Какие же мальчики смешные! То молчат, то анекдоты дурацкие рассказывают, а то такое скажут… Они так не умеют хитрить, как мы.
– Але, народ, вот вы сейчас грибы продадите, а купите что? Сигареты? – вдруг спросил какой-то подошедший мужчина.
– Нет, – неожиданно за меня ответил Веселухин. – Курить – здоровью вредить. Руся сама не курит и другим не разрешает, да, Руся?
Я посмотрела на Веселухина. Хорошо, что он увязался за мной. Столько о себе узнала! А еще больше о нем, о Паше.
– Да, Веселухин. Если вам интересно, – перевела я глаза на странного мужчину, – я скажу: я пойду и заплачу за телефон, когда продам грибы.
Мужчина засмеялся и пошел прочь. Что было подходить, не понимаю.
Но остальные грибы у нас все равно скоро купили, и мы побыстрее отправились обратно.
Я хотела сказать Веселухину, чтобы он не вздумал больше лезть ко мне в лесу, но не успела. Он взял молча меня за руку, сжал ее и сказал:
– Извини.
– За что?
Веселухин ничего не ответил. Не знаю, что бы было дальше, но тут я впереди увидела очень неприятную компанию. Этого только не хватало. Я знаю этих ребят. Двое из них иногда приходили к нашим старшим мальчикам, тем, кто уже выпустился. С ними были еще и два таджика, которые летом работают у местных дачников, а зиму как-то пережидают на заброшенной ферме.
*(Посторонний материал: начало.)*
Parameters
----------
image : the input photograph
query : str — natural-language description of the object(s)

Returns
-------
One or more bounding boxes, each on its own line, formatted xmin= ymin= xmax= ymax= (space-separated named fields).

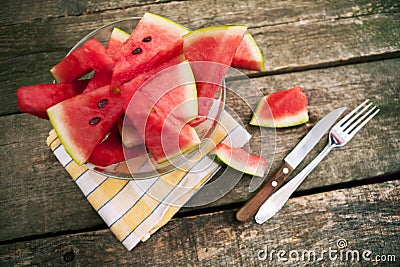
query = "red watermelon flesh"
xmin=250 ymin=86 xmax=308 ymax=128
xmin=232 ymin=32 xmax=265 ymax=71
xmin=50 ymin=39 xmax=113 ymax=82
xmin=140 ymin=61 xmax=198 ymax=122
xmin=47 ymin=86 xmax=123 ymax=165
xmin=123 ymin=87 xmax=200 ymax=163
xmin=112 ymin=13 xmax=188 ymax=86
xmin=118 ymin=116 xmax=144 ymax=148
xmin=215 ymin=143 xmax=267 ymax=177
xmin=17 ymin=80 xmax=88 ymax=119
xmin=183 ymin=26 xmax=247 ymax=116
xmin=119 ymin=54 xmax=185 ymax=109
xmin=106 ymin=28 xmax=129 ymax=61
xmin=84 ymin=65 xmax=114 ymax=93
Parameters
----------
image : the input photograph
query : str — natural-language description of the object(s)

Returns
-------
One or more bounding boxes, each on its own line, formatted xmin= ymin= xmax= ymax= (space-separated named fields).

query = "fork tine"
xmin=337 ymin=99 xmax=369 ymax=127
xmin=342 ymin=102 xmax=374 ymax=131
xmin=349 ymin=106 xmax=380 ymax=136
xmin=340 ymin=99 xmax=372 ymax=130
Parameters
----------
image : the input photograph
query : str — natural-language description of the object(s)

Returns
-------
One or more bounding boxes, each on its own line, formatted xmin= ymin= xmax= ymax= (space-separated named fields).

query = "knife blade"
xmin=236 ymin=107 xmax=346 ymax=222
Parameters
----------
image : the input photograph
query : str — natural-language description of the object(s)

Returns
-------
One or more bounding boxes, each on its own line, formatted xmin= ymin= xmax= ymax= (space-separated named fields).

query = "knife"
xmin=236 ymin=107 xmax=346 ymax=222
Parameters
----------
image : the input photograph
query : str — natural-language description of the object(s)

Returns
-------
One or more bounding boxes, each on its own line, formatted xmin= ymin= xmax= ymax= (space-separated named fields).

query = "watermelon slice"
xmin=106 ymin=28 xmax=129 ymax=61
xmin=118 ymin=117 xmax=144 ymax=148
xmin=183 ymin=26 xmax=247 ymax=116
xmin=136 ymin=61 xmax=198 ymax=122
xmin=122 ymin=84 xmax=200 ymax=163
xmin=50 ymin=39 xmax=113 ymax=82
xmin=214 ymin=143 xmax=267 ymax=177
xmin=119 ymin=54 xmax=185 ymax=109
xmin=84 ymin=65 xmax=113 ymax=93
xmin=47 ymin=86 xmax=123 ymax=165
xmin=250 ymin=86 xmax=308 ymax=128
xmin=112 ymin=13 xmax=188 ymax=86
xmin=232 ymin=32 xmax=265 ymax=71
xmin=17 ymin=80 xmax=88 ymax=119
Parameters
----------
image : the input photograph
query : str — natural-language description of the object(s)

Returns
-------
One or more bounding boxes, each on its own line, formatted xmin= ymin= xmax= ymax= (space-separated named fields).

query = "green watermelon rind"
xmin=213 ymin=144 xmax=265 ymax=177
xmin=47 ymin=104 xmax=86 ymax=165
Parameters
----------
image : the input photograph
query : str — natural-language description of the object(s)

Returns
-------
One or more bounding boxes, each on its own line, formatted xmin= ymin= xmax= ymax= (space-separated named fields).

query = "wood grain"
xmin=0 ymin=59 xmax=400 ymax=243
xmin=0 ymin=0 xmax=400 ymax=115
xmin=0 ymin=181 xmax=400 ymax=266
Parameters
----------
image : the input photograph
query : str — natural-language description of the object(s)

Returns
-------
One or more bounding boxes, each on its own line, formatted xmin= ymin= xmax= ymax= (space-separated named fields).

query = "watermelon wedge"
xmin=118 ymin=116 xmax=144 ymax=148
xmin=47 ymin=86 xmax=123 ymax=165
xmin=214 ymin=143 xmax=267 ymax=177
xmin=140 ymin=61 xmax=198 ymax=122
xmin=122 ymin=82 xmax=200 ymax=163
xmin=232 ymin=32 xmax=265 ymax=71
xmin=112 ymin=13 xmax=188 ymax=86
xmin=119 ymin=54 xmax=185 ymax=109
xmin=106 ymin=28 xmax=129 ymax=61
xmin=50 ymin=39 xmax=113 ymax=82
xmin=250 ymin=86 xmax=308 ymax=128
xmin=84 ymin=65 xmax=113 ymax=93
xmin=183 ymin=26 xmax=247 ymax=116
xmin=17 ymin=80 xmax=88 ymax=119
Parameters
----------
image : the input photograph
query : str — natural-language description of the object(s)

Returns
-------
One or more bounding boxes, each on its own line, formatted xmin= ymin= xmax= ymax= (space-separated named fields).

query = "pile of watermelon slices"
xmin=17 ymin=13 xmax=264 ymax=170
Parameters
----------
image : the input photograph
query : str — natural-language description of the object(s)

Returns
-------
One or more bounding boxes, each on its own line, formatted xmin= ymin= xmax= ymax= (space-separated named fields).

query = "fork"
xmin=255 ymin=99 xmax=379 ymax=224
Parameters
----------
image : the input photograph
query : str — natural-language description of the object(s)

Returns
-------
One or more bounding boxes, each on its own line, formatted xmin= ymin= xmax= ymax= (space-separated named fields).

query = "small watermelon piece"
xmin=50 ymin=39 xmax=113 ymax=82
xmin=84 ymin=65 xmax=113 ymax=93
xmin=183 ymin=26 xmax=247 ymax=116
xmin=17 ymin=80 xmax=88 ymax=119
xmin=106 ymin=27 xmax=129 ymax=61
xmin=232 ymin=32 xmax=265 ymax=71
xmin=214 ymin=143 xmax=267 ymax=177
xmin=250 ymin=86 xmax=308 ymax=128
xmin=112 ymin=13 xmax=188 ymax=86
xmin=47 ymin=86 xmax=123 ymax=165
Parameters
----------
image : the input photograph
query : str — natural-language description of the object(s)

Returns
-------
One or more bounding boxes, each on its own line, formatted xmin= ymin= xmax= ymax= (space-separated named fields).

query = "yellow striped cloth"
xmin=47 ymin=112 xmax=250 ymax=250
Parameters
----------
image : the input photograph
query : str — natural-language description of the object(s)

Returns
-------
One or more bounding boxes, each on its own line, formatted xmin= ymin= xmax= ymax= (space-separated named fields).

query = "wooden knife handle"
xmin=236 ymin=162 xmax=293 ymax=222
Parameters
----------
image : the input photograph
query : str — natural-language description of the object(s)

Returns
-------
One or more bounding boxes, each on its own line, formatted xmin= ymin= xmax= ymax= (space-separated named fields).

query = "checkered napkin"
xmin=47 ymin=112 xmax=250 ymax=250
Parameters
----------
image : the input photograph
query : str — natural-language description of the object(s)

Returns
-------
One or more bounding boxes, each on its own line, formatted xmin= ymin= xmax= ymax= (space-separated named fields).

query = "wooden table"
xmin=0 ymin=0 xmax=400 ymax=266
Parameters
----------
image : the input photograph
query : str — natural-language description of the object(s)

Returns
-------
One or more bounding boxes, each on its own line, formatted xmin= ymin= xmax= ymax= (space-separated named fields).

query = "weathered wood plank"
xmin=0 ymin=180 xmax=400 ymax=266
xmin=0 ymin=0 xmax=178 ymax=25
xmin=0 ymin=0 xmax=400 ymax=114
xmin=0 ymin=59 xmax=400 ymax=244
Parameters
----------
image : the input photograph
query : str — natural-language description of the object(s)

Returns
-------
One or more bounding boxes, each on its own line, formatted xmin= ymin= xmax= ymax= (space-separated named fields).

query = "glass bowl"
xmin=62 ymin=17 xmax=226 ymax=180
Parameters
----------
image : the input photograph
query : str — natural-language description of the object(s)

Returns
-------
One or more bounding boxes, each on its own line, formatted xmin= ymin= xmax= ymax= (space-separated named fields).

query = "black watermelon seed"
xmin=132 ymin=47 xmax=142 ymax=55
xmin=97 ymin=98 xmax=108 ymax=108
xmin=142 ymin=36 xmax=151 ymax=43
xmin=89 ymin=117 xmax=100 ymax=125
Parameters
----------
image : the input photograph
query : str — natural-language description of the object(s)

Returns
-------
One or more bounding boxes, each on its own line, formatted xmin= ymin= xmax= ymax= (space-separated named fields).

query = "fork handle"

– Паш… – Я резко остановилась. – Не будем связываться, хорошо?
– Я не боюсь! Я…
Веселухин, конечно, хотел показать, что он мужчина и мне с ним не должно быть страшно, но я даже не стала слушать, дернула его за руку, развернула и побежала обратно, в сторону поселка:
– Бежим! Не договоришься с ними!
Не зря я бегаю пять кругов по утрам вокруг территории с мальчиками. Бегают, конечно, не все. Трое маленьких, которые до детдома занимались где-то спортом, и двое постарше. Иногда с нами и Веселухин бегает. Но все они ленятся, постоянно бегают только двое маленьких, остальных надо уговаривать. Сейчас мы припустились так, что я чуть не потеряла телефон. Те, кого я испугалась, наверно, не успели ничего понять. Но они-то нас не знают, а я знаю, как они ранней весной избили наших ребят в лесу. И все знали, что это они, а не доказали. Наши тогда в полиции что-то мямлили, растерялись, толком не могли ничего рассказать. А новая директор решила не раздувать скандал вокруг детского дома. Ей сказали: «Чем тише у вас, тем дольше вас не закроют. А закроют – всех раскидают по разным местам, вам это надо?» Мне точно не надо. Я хочу дожить здесь, где мне все понятно, и я знаю, что делать дальше. Я пока не уверена, что у меня получится, но я очень хочу этого…
Когда мы вернулись, нас, точнее, Веселухина уже ждала Даша Алёхина. Она стояла, облокотившись о поручни старого крыльца нашего главного корпуса, одноэтажного, как и все остальные строения. Даша смотрела на Пашу со сложным выражением и напомнила мне какую-то известную картину русского художника девятнадцатого века, только я не смогла вспомнить, какую, она была у нас в учебнике по литературе.